I realized last night that going to the House of Beautiful Teeth was like stepping back in time to the dentist office I went to in the 60s in Anchorage, Alaska-- dark, utilitarian, and no nonsense. The dentist there took a global approach to my mouth rather than focusing on the one problem that was bothering me, and she did so from a position of what she felt was unassailable authority. She was the doctor; I was the patient. Recline. Rinse. Hold that mirror. What do you mean, you want an estimate of time and money? This is medical care, for heaven's sake.

The dentist at Paolo Hospital is in the provider/consumer mode. I want something done and she will do it--very, very well. Her office and equipment glisten; even the x-ray apron had a certain dash to it. I feel comfortable in that sort of place--or as comfortable as I possibly can be when faced with a root canal, a post and core, and a crown.

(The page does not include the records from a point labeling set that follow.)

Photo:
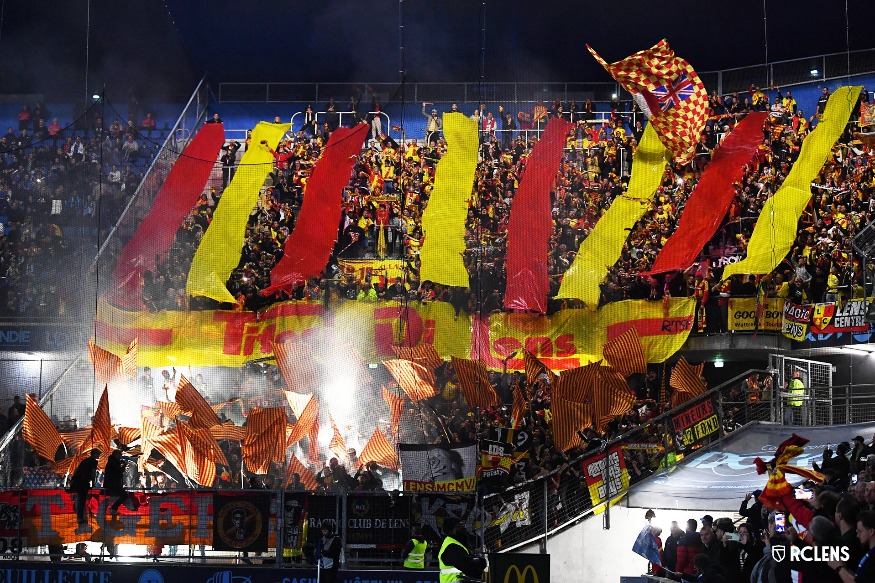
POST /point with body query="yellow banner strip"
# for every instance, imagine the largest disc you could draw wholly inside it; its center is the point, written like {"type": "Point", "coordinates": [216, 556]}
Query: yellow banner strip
{"type": "Point", "coordinates": [220, 248]}
{"type": "Point", "coordinates": [443, 222]}
{"type": "Point", "coordinates": [775, 229]}
{"type": "Point", "coordinates": [602, 247]}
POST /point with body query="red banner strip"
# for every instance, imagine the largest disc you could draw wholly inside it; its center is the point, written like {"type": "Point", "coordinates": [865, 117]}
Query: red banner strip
{"type": "Point", "coordinates": [710, 201]}
{"type": "Point", "coordinates": [307, 250]}
{"type": "Point", "coordinates": [177, 196]}
{"type": "Point", "coordinates": [530, 224]}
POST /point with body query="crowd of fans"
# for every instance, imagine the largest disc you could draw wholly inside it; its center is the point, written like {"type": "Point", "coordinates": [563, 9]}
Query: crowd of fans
{"type": "Point", "coordinates": [838, 513]}
{"type": "Point", "coordinates": [62, 188]}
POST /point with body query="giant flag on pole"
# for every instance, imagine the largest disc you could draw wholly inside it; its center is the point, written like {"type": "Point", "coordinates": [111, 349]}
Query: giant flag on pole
{"type": "Point", "coordinates": [307, 250]}
{"type": "Point", "coordinates": [712, 196]}
{"type": "Point", "coordinates": [675, 95]}
{"type": "Point", "coordinates": [174, 201]}
{"type": "Point", "coordinates": [775, 229]}
{"type": "Point", "coordinates": [530, 225]}
{"type": "Point", "coordinates": [602, 247]}
{"type": "Point", "coordinates": [443, 222]}
{"type": "Point", "coordinates": [221, 246]}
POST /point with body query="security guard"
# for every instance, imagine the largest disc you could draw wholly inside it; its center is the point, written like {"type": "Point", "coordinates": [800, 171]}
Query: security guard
{"type": "Point", "coordinates": [414, 552]}
{"type": "Point", "coordinates": [796, 400]}
{"type": "Point", "coordinates": [454, 559]}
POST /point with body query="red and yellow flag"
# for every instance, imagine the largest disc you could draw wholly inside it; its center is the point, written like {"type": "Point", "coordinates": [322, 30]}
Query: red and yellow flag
{"type": "Point", "coordinates": [475, 384]}
{"type": "Point", "coordinates": [673, 92]}
{"type": "Point", "coordinates": [379, 450]}
{"type": "Point", "coordinates": [415, 379]}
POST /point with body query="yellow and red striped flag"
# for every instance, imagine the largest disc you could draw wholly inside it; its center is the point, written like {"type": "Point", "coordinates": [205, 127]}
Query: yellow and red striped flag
{"type": "Point", "coordinates": [129, 360]}
{"type": "Point", "coordinates": [520, 406]}
{"type": "Point", "coordinates": [625, 353]}
{"type": "Point", "coordinates": [415, 379]}
{"type": "Point", "coordinates": [296, 467]}
{"type": "Point", "coordinates": [686, 380]}
{"type": "Point", "coordinates": [670, 89]}
{"type": "Point", "coordinates": [396, 408]}
{"type": "Point", "coordinates": [576, 384]}
{"type": "Point", "coordinates": [107, 366]}
{"type": "Point", "coordinates": [611, 397]}
{"type": "Point", "coordinates": [193, 403]}
{"type": "Point", "coordinates": [379, 450]}
{"type": "Point", "coordinates": [424, 354]}
{"type": "Point", "coordinates": [568, 418]}
{"type": "Point", "coordinates": [306, 410]}
{"type": "Point", "coordinates": [297, 365]}
{"type": "Point", "coordinates": [536, 369]}
{"type": "Point", "coordinates": [337, 445]}
{"type": "Point", "coordinates": [265, 439]}
{"type": "Point", "coordinates": [38, 430]}
{"type": "Point", "coordinates": [474, 380]}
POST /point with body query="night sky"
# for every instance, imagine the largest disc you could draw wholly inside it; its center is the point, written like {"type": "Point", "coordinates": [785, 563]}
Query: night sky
{"type": "Point", "coordinates": [164, 47]}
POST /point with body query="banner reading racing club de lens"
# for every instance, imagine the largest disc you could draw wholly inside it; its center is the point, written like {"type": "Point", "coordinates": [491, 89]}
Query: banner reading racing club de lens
{"type": "Point", "coordinates": [436, 468]}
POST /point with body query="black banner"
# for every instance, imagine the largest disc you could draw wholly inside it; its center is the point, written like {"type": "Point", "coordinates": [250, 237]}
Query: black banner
{"type": "Point", "coordinates": [241, 524]}
{"type": "Point", "coordinates": [695, 423]}
{"type": "Point", "coordinates": [67, 571]}
{"type": "Point", "coordinates": [372, 522]}
{"type": "Point", "coordinates": [519, 568]}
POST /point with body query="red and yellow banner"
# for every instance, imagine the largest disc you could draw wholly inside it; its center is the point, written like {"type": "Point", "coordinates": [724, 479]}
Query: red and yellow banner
{"type": "Point", "coordinates": [567, 339]}
{"type": "Point", "coordinates": [172, 518]}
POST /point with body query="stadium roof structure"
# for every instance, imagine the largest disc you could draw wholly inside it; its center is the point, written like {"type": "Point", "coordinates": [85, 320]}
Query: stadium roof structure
{"type": "Point", "coordinates": [173, 43]}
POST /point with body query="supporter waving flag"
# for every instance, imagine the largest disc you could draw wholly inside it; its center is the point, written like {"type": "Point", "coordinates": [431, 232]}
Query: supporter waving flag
{"type": "Point", "coordinates": [672, 90]}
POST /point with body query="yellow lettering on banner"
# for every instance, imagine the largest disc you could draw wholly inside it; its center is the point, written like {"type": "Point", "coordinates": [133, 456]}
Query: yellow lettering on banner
{"type": "Point", "coordinates": [567, 339]}
{"type": "Point", "coordinates": [743, 314]}
{"type": "Point", "coordinates": [221, 246]}
{"type": "Point", "coordinates": [775, 229]}
{"type": "Point", "coordinates": [443, 222]}
{"type": "Point", "coordinates": [602, 247]}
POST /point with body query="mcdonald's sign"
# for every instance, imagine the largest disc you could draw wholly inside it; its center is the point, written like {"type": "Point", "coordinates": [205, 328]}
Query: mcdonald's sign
{"type": "Point", "coordinates": [519, 568]}
{"type": "Point", "coordinates": [521, 577]}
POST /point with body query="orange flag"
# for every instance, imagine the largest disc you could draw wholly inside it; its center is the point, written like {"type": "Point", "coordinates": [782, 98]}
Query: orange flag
{"type": "Point", "coordinates": [379, 450]}
{"type": "Point", "coordinates": [192, 402]}
{"type": "Point", "coordinates": [296, 467]}
{"type": "Point", "coordinates": [129, 360]}
{"type": "Point", "coordinates": [415, 379]}
{"type": "Point", "coordinates": [611, 397]}
{"type": "Point", "coordinates": [107, 366]}
{"type": "Point", "coordinates": [265, 439]}
{"type": "Point", "coordinates": [535, 370]}
{"type": "Point", "coordinates": [474, 380]}
{"type": "Point", "coordinates": [337, 445]}
{"type": "Point", "coordinates": [38, 430]}
{"type": "Point", "coordinates": [306, 410]}
{"type": "Point", "coordinates": [424, 354]}
{"type": "Point", "coordinates": [625, 353]}
{"type": "Point", "coordinates": [686, 379]}
{"type": "Point", "coordinates": [568, 418]}
{"type": "Point", "coordinates": [577, 384]}
{"type": "Point", "coordinates": [101, 426]}
{"type": "Point", "coordinates": [297, 365]}
{"type": "Point", "coordinates": [396, 408]}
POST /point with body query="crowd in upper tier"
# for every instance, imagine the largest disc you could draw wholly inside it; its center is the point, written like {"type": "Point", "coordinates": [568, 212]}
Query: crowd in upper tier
{"type": "Point", "coordinates": [57, 188]}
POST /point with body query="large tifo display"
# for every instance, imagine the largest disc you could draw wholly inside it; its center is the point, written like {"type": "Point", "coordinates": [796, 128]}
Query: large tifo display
{"type": "Point", "coordinates": [567, 339]}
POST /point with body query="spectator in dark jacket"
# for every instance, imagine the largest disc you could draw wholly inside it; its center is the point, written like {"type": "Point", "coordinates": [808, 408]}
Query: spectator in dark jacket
{"type": "Point", "coordinates": [754, 514]}
{"type": "Point", "coordinates": [689, 546]}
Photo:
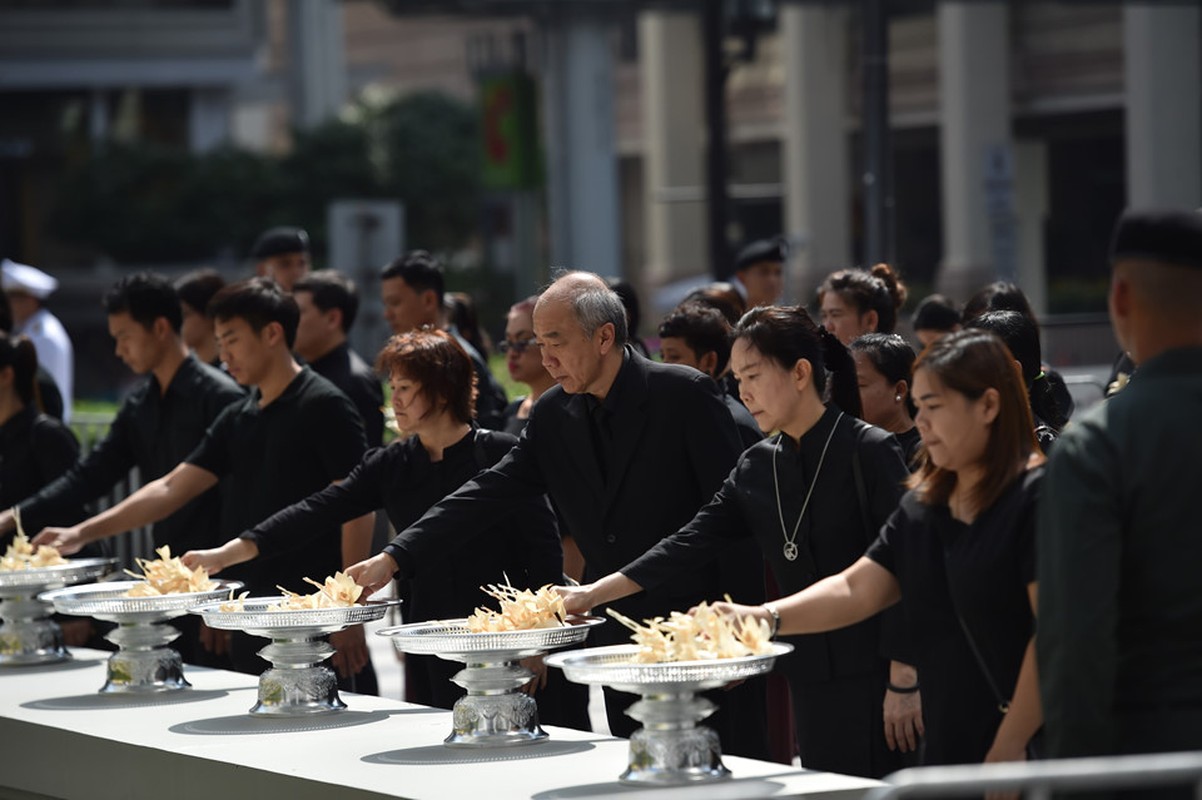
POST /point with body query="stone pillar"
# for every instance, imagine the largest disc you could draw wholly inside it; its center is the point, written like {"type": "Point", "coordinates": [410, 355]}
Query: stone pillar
{"type": "Point", "coordinates": [582, 162]}
{"type": "Point", "coordinates": [208, 119]}
{"type": "Point", "coordinates": [975, 144]}
{"type": "Point", "coordinates": [1164, 107]}
{"type": "Point", "coordinates": [671, 64]}
{"type": "Point", "coordinates": [1031, 206]}
{"type": "Point", "coordinates": [317, 61]}
{"type": "Point", "coordinates": [817, 172]}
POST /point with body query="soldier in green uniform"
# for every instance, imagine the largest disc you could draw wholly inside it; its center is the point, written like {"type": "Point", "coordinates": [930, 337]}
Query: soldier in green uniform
{"type": "Point", "coordinates": [1119, 539]}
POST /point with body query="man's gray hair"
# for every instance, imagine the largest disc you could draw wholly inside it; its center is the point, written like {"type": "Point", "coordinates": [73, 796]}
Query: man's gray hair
{"type": "Point", "coordinates": [595, 304]}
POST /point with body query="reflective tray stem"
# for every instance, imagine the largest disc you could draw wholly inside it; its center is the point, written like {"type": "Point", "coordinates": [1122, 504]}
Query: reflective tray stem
{"type": "Point", "coordinates": [671, 747]}
{"type": "Point", "coordinates": [297, 684]}
{"type": "Point", "coordinates": [28, 634]}
{"type": "Point", "coordinates": [494, 712]}
{"type": "Point", "coordinates": [143, 662]}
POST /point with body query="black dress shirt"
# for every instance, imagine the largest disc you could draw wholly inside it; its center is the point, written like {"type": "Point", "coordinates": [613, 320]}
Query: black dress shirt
{"type": "Point", "coordinates": [345, 369]}
{"type": "Point", "coordinates": [982, 572]}
{"type": "Point", "coordinates": [275, 455]}
{"type": "Point", "coordinates": [522, 542]}
{"type": "Point", "coordinates": [35, 449]}
{"type": "Point", "coordinates": [831, 536]}
{"type": "Point", "coordinates": [153, 431]}
{"type": "Point", "coordinates": [672, 443]}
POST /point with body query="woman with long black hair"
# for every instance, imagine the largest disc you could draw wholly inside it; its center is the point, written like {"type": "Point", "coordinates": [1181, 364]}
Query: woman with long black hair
{"type": "Point", "coordinates": [814, 497]}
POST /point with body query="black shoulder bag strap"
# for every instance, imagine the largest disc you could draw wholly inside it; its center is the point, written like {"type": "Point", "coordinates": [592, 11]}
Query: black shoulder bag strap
{"type": "Point", "coordinates": [857, 471]}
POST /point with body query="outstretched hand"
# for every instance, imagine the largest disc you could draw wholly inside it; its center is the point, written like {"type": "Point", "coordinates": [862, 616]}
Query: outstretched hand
{"type": "Point", "coordinates": [66, 541]}
{"type": "Point", "coordinates": [374, 573]}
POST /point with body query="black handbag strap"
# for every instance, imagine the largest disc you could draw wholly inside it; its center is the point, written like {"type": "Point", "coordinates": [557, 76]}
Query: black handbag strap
{"type": "Point", "coordinates": [857, 471]}
{"type": "Point", "coordinates": [1003, 703]}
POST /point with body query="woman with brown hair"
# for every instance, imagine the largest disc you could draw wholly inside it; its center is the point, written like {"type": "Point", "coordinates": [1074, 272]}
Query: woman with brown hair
{"type": "Point", "coordinates": [855, 302]}
{"type": "Point", "coordinates": [433, 398]}
{"type": "Point", "coordinates": [960, 551]}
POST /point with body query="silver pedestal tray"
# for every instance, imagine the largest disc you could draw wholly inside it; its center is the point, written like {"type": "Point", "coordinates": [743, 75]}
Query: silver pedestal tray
{"type": "Point", "coordinates": [28, 634]}
{"type": "Point", "coordinates": [493, 712]}
{"type": "Point", "coordinates": [671, 747]}
{"type": "Point", "coordinates": [143, 663]}
{"type": "Point", "coordinates": [297, 684]}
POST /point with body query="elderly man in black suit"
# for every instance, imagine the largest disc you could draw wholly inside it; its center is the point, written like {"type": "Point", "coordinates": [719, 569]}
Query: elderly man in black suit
{"type": "Point", "coordinates": [628, 449]}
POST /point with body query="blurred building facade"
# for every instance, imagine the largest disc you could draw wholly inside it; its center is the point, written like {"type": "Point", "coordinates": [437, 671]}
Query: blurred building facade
{"type": "Point", "coordinates": [1018, 130]}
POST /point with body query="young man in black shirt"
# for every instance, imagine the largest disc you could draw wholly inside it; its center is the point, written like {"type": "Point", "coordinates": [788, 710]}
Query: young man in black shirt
{"type": "Point", "coordinates": [292, 435]}
{"type": "Point", "coordinates": [156, 427]}
{"type": "Point", "coordinates": [328, 303]}
{"type": "Point", "coordinates": [411, 288]}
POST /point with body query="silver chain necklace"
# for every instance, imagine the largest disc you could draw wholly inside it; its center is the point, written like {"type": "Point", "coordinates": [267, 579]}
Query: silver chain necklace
{"type": "Point", "coordinates": [791, 541]}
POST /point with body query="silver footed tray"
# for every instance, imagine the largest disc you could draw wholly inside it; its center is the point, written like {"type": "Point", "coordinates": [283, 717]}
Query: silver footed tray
{"type": "Point", "coordinates": [493, 712]}
{"type": "Point", "coordinates": [28, 634]}
{"type": "Point", "coordinates": [297, 684]}
{"type": "Point", "coordinates": [143, 663]}
{"type": "Point", "coordinates": [671, 747]}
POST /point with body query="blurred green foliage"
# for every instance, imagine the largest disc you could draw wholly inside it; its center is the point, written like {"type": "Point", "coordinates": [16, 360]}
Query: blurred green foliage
{"type": "Point", "coordinates": [140, 203]}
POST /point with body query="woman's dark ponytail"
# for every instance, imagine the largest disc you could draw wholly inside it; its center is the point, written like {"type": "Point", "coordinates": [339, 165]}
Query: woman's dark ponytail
{"type": "Point", "coordinates": [838, 362]}
{"type": "Point", "coordinates": [19, 353]}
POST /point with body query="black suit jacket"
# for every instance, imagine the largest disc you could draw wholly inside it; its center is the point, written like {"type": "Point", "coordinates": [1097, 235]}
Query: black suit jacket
{"type": "Point", "coordinates": [673, 443]}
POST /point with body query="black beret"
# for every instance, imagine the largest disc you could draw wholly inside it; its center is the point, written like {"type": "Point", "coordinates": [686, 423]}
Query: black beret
{"type": "Point", "coordinates": [774, 249]}
{"type": "Point", "coordinates": [1165, 236]}
{"type": "Point", "coordinates": [280, 240]}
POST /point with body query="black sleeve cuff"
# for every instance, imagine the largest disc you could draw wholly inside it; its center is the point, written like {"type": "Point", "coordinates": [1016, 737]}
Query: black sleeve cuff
{"type": "Point", "coordinates": [404, 561]}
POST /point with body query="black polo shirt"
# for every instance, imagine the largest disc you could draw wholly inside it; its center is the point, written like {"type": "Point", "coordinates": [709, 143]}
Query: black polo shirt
{"type": "Point", "coordinates": [275, 455]}
{"type": "Point", "coordinates": [345, 369]}
{"type": "Point", "coordinates": [153, 431]}
{"type": "Point", "coordinates": [34, 451]}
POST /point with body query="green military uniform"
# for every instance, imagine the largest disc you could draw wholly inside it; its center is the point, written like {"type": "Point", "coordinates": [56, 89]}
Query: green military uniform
{"type": "Point", "coordinates": [1119, 545]}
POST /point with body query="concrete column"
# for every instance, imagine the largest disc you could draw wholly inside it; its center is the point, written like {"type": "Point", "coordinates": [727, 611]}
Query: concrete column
{"type": "Point", "coordinates": [1164, 107]}
{"type": "Point", "coordinates": [976, 148]}
{"type": "Point", "coordinates": [1031, 206]}
{"type": "Point", "coordinates": [208, 119]}
{"type": "Point", "coordinates": [671, 64]}
{"type": "Point", "coordinates": [582, 161]}
{"type": "Point", "coordinates": [317, 61]}
{"type": "Point", "coordinates": [817, 173]}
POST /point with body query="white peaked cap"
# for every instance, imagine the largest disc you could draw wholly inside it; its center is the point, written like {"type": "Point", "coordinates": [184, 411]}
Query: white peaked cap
{"type": "Point", "coordinates": [30, 280]}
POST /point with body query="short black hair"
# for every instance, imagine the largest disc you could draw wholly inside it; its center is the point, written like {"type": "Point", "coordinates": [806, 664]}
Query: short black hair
{"type": "Point", "coordinates": [892, 357]}
{"type": "Point", "coordinates": [259, 302]}
{"type": "Point", "coordinates": [703, 330]}
{"type": "Point", "coordinates": [935, 312]}
{"type": "Point", "coordinates": [146, 297]}
{"type": "Point", "coordinates": [278, 242]}
{"type": "Point", "coordinates": [197, 287]}
{"type": "Point", "coordinates": [332, 290]}
{"type": "Point", "coordinates": [420, 270]}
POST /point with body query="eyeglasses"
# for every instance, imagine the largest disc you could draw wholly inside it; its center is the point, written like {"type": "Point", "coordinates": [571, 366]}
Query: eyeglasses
{"type": "Point", "coordinates": [519, 346]}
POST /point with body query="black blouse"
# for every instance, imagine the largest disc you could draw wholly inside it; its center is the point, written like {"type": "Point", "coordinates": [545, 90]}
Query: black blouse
{"type": "Point", "coordinates": [832, 536]}
{"type": "Point", "coordinates": [982, 572]}
{"type": "Point", "coordinates": [35, 449]}
{"type": "Point", "coordinates": [522, 544]}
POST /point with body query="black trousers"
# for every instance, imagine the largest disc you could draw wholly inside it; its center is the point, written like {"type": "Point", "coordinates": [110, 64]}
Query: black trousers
{"type": "Point", "coordinates": [840, 726]}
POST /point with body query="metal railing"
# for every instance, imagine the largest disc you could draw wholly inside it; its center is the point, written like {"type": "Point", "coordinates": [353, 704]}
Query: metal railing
{"type": "Point", "coordinates": [1039, 780]}
{"type": "Point", "coordinates": [89, 428]}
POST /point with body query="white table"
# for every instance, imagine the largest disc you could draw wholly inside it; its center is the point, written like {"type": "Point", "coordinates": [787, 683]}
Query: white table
{"type": "Point", "coordinates": [60, 739]}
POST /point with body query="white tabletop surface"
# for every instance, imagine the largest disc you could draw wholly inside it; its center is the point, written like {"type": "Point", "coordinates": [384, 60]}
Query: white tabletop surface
{"type": "Point", "coordinates": [59, 738]}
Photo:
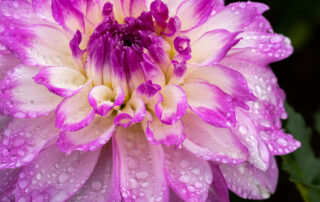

The typical expat mantra here is "Thai people pay less than farang," and conversely Thai people say "So expensive" when farang tell what they pay for services or goods. But the fact is "Some Thai people pay less than farang." The patients in the House of Beautiful Teeth were working class, for the most part, or very young neighborhood residents. They go there because it's convenient, because the dentist is personable and her staff is kind, because when it comes to dentistry, they are still stuck in the 1960 mindset.

I'm not and neither are the Thai people who wait with me at Paolo. If I have to eat ramen for the next two months, I'll do it in order to have my dental work done in the 21st century. And even in that setting and under those conditions, I will still have tears leaking from my tightly closed eyes.